Homberg Ohm (jal/ls/akr). Nach der Hackerattacke auf Hunderte Politiker und Prominente konnten Beamte jetzt einen Tatverdächtigen festnehmen – und zwar im Vogelsberg. Das berichten mehrere Medien. Bei dem Verdächtigen soll es sich demnach um den 20-jährigen Schüler Johannes S. handeln. Er soll die Tat gestanden haben.

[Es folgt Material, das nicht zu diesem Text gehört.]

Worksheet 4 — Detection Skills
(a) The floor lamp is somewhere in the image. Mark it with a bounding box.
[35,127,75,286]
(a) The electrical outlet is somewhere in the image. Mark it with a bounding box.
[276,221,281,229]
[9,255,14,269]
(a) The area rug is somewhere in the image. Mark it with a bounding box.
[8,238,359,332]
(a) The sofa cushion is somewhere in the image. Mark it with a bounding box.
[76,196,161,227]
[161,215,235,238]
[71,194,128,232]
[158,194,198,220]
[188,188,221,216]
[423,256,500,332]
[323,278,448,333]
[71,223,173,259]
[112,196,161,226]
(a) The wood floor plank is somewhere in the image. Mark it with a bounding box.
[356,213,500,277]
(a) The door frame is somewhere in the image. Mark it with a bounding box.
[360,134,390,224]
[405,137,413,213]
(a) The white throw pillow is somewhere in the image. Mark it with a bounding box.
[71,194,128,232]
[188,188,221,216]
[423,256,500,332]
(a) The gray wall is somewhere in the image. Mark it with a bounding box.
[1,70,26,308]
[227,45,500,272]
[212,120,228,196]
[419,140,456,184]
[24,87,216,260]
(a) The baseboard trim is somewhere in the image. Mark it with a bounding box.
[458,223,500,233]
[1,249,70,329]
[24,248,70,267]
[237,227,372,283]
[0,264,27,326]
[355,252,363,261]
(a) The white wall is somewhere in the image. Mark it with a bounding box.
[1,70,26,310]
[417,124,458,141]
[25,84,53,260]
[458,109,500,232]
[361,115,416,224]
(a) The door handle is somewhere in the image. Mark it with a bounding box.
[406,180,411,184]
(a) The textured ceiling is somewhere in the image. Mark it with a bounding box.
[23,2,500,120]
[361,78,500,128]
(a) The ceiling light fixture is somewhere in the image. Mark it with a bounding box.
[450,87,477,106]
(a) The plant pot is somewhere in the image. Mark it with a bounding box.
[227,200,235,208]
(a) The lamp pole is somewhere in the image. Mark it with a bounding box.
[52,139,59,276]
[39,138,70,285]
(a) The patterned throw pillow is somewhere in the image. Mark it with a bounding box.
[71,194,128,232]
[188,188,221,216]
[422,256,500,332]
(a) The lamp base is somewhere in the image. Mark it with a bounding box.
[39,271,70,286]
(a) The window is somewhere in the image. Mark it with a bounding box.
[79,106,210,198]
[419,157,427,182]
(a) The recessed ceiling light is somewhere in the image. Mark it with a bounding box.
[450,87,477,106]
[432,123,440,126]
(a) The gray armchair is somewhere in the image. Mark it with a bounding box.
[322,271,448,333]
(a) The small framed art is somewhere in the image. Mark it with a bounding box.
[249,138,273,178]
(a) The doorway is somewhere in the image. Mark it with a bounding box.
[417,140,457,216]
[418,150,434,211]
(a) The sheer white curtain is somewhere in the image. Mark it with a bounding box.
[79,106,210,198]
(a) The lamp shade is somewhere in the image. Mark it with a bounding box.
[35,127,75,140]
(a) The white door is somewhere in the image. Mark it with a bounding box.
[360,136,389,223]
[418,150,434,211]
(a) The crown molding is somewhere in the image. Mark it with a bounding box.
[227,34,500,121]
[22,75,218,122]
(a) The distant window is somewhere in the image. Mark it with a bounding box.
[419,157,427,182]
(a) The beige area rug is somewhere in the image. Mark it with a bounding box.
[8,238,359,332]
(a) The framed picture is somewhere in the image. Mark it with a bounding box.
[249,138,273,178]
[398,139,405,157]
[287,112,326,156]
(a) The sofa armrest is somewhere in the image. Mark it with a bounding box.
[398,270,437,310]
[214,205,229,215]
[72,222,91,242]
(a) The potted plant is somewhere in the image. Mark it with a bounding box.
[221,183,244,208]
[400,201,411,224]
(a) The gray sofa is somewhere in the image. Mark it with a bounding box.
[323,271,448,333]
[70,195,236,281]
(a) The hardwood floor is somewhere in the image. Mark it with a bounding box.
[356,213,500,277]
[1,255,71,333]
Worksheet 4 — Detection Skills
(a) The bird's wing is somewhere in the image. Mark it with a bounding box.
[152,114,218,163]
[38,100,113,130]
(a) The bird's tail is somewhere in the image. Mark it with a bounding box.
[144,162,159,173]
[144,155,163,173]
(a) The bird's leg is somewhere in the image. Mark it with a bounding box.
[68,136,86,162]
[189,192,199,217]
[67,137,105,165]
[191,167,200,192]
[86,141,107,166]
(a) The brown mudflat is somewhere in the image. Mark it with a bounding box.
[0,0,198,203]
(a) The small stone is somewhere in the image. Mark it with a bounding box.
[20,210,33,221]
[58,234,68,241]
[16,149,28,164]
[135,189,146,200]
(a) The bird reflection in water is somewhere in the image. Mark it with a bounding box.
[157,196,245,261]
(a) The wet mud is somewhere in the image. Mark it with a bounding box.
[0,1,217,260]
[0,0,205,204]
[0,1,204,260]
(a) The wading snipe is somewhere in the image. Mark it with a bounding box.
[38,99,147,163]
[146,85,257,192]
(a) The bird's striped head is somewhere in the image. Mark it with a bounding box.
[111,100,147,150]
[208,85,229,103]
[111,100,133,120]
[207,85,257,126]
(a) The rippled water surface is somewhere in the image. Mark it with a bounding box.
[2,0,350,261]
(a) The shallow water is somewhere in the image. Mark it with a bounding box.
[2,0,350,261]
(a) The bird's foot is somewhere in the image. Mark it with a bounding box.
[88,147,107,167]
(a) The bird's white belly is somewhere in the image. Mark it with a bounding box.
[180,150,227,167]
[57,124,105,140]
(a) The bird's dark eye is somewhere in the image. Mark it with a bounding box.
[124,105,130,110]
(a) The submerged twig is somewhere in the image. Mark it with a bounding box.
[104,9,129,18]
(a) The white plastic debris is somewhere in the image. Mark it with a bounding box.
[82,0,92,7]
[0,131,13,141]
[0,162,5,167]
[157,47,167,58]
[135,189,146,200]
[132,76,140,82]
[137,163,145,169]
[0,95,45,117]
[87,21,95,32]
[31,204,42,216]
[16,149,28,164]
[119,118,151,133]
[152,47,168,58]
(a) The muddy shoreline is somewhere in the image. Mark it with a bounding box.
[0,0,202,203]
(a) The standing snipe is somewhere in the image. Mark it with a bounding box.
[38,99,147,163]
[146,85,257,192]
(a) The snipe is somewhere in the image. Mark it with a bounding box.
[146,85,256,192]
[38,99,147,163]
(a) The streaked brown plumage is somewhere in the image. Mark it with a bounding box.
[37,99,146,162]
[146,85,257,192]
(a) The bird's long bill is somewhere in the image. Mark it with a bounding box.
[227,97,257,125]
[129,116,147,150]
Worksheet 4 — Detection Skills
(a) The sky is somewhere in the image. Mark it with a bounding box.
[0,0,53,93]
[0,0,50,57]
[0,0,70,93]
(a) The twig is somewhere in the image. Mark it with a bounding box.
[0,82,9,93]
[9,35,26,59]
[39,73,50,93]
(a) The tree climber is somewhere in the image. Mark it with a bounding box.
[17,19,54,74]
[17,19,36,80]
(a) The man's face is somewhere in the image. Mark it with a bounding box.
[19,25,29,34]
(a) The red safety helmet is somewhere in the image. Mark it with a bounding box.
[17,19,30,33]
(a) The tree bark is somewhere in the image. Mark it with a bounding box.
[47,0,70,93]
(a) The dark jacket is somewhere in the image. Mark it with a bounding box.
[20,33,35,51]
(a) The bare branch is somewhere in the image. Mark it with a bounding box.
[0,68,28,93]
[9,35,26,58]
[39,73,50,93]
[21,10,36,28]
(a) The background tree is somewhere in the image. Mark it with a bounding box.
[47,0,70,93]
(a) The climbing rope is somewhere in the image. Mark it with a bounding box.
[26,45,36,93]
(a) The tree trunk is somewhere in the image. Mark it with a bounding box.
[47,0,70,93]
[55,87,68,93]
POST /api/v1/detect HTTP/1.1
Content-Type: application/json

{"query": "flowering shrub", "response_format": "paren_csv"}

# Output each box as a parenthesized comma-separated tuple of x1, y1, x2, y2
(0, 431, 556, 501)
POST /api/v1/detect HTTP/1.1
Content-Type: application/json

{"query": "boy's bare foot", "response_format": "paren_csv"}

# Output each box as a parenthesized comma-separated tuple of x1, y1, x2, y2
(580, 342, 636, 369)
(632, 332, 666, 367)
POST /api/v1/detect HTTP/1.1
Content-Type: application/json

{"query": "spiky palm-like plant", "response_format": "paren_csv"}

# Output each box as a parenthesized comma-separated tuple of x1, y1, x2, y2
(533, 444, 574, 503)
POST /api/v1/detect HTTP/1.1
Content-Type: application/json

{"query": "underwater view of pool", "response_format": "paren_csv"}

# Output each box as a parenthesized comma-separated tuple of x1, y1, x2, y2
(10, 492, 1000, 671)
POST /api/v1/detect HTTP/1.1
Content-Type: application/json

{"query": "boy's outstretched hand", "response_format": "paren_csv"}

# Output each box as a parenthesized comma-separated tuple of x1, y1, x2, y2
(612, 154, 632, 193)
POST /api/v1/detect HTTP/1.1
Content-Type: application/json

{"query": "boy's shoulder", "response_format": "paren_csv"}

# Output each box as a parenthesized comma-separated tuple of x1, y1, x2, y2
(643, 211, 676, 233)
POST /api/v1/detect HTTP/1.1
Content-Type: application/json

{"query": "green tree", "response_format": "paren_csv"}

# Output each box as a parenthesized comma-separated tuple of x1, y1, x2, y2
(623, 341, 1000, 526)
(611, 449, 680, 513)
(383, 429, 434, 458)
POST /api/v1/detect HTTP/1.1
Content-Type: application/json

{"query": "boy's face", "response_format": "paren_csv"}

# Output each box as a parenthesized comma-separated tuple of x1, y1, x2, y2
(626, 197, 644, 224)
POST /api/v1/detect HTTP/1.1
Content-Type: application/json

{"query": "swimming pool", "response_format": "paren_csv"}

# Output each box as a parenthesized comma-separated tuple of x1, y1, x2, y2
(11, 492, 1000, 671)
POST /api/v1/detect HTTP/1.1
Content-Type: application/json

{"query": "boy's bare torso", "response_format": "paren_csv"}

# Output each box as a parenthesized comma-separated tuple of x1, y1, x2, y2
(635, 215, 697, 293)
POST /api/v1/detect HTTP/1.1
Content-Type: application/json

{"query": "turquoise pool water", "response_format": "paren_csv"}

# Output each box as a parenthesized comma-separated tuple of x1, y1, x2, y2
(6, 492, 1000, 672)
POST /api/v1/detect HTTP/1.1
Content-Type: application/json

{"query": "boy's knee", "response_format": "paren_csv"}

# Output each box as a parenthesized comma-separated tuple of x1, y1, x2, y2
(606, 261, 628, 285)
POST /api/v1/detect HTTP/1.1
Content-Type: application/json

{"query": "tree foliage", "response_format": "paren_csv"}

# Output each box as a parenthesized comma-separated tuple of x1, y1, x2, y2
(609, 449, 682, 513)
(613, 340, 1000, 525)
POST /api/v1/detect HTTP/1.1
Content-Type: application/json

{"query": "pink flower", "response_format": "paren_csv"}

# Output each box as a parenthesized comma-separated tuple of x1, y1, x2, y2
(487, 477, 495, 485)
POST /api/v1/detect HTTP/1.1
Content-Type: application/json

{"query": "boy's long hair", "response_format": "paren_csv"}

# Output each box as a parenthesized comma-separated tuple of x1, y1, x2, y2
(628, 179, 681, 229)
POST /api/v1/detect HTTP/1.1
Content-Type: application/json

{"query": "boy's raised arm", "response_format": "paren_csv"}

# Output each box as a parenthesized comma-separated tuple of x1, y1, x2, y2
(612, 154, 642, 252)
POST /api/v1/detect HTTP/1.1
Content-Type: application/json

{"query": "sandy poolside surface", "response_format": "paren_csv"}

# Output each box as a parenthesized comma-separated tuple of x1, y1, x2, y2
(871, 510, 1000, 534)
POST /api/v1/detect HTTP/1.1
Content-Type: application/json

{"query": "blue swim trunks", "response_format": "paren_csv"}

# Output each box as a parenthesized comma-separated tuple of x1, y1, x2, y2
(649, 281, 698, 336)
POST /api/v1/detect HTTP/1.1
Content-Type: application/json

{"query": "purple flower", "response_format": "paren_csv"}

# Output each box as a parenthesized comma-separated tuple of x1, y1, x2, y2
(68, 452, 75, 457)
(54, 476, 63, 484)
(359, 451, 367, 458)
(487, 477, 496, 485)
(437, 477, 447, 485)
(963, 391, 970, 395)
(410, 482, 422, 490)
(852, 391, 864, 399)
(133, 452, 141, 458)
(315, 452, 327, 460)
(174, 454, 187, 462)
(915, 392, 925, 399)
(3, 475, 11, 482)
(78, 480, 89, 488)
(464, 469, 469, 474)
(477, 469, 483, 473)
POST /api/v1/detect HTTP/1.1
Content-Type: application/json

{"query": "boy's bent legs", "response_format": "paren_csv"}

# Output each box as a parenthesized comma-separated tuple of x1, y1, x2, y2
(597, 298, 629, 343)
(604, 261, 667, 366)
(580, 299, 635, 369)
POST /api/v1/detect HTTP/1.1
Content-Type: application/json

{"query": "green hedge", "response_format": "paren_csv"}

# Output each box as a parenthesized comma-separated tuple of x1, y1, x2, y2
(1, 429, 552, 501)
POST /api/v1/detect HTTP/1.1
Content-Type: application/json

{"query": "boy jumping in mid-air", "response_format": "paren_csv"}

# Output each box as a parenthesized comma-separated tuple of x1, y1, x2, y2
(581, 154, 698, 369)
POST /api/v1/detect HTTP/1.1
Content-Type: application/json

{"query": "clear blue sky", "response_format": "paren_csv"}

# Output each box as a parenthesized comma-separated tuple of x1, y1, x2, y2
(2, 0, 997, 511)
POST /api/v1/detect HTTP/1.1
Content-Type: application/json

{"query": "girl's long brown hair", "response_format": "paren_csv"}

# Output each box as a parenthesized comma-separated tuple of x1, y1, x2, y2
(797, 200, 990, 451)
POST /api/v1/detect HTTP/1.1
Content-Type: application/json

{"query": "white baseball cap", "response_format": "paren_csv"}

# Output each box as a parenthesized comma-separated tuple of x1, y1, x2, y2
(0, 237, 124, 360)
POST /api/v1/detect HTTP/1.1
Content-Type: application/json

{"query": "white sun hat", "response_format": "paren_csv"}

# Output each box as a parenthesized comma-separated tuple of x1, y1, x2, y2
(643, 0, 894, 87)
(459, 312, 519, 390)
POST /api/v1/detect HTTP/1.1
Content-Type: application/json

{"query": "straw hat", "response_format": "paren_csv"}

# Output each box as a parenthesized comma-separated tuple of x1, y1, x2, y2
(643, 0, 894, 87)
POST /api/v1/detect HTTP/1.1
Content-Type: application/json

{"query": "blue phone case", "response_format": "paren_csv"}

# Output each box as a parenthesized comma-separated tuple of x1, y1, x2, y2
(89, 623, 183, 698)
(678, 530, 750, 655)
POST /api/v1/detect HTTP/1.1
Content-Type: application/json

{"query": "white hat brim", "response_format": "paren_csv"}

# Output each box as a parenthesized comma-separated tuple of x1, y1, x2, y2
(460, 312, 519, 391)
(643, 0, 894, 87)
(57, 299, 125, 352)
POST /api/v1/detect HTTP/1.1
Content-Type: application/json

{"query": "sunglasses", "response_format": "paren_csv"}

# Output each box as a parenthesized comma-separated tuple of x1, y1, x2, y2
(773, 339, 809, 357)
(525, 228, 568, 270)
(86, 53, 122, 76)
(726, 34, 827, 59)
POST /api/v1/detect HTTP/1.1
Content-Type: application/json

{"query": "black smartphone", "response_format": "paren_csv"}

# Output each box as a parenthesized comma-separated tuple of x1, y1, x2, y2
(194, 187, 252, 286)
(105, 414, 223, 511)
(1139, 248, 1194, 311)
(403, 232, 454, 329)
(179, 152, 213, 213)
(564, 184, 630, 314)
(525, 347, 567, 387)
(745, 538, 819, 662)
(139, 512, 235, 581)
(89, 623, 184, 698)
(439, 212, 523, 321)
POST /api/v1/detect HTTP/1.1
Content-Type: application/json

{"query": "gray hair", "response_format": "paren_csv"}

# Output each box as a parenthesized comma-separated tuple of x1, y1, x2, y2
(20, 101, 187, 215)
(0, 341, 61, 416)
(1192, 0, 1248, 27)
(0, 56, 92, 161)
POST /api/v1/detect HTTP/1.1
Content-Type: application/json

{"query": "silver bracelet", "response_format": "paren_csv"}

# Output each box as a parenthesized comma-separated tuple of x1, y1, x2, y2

Wie die Alsfelder Allgemeine und der Tagesspiegel übereinstimmend berichten, kommt der Verdächtige aus Homberg (Ohm). Dies deckt sich auch mit OL-Informationen. Die Zeit schreibt, bei dem Festgenommenen handele es sich um den 20-Jährigen Schüler Johannes S. Ermittlern zufolge hat er die Tat gestanden und dabei gesagt, allein gehandelt zu haben. Der Beschuldigte hat keine Vorstrafen, ist aber schon einmal vor knapp zwei Jahren durch Datenklau in Erscheinung getreten. Er habe jedoch damit begonnen gehabt, bestimmte Beweismittel beiseite zu schaffen, als die Festnahme erfolgte.

Auf einer Pressekonferenz des Bundeskriminalamts in Wiesbaden hieß es, der Beschuldigte habe keine IT-Ausbildung, dennoch verfüge er über ein großes Computerwissen. Als Motiv habe er angegeben, sich über bestimmte öffentliche Äußerungen der gehackten Personen „geärgert“ zu haben. Kurz nach Veröffentlichung der Leaks war gemutmaßt worden, der Täter könne aus dem rechten Spektrum kommen, da alle im Bundestag vertretenen Parteien Opfer des Hacks geworden sind, außer die AfD. Außerdem haben sich die gehackten Opfer oftmals eher links zu Themen geäußert. Über welche Äußerungen er sich genau geärgert habe, sagten die Ermittler nicht. Die Durchsuchung habe nicht dazu geführt, ihn sofort einem bestimmten politischen Spektrum zuordnen zu können.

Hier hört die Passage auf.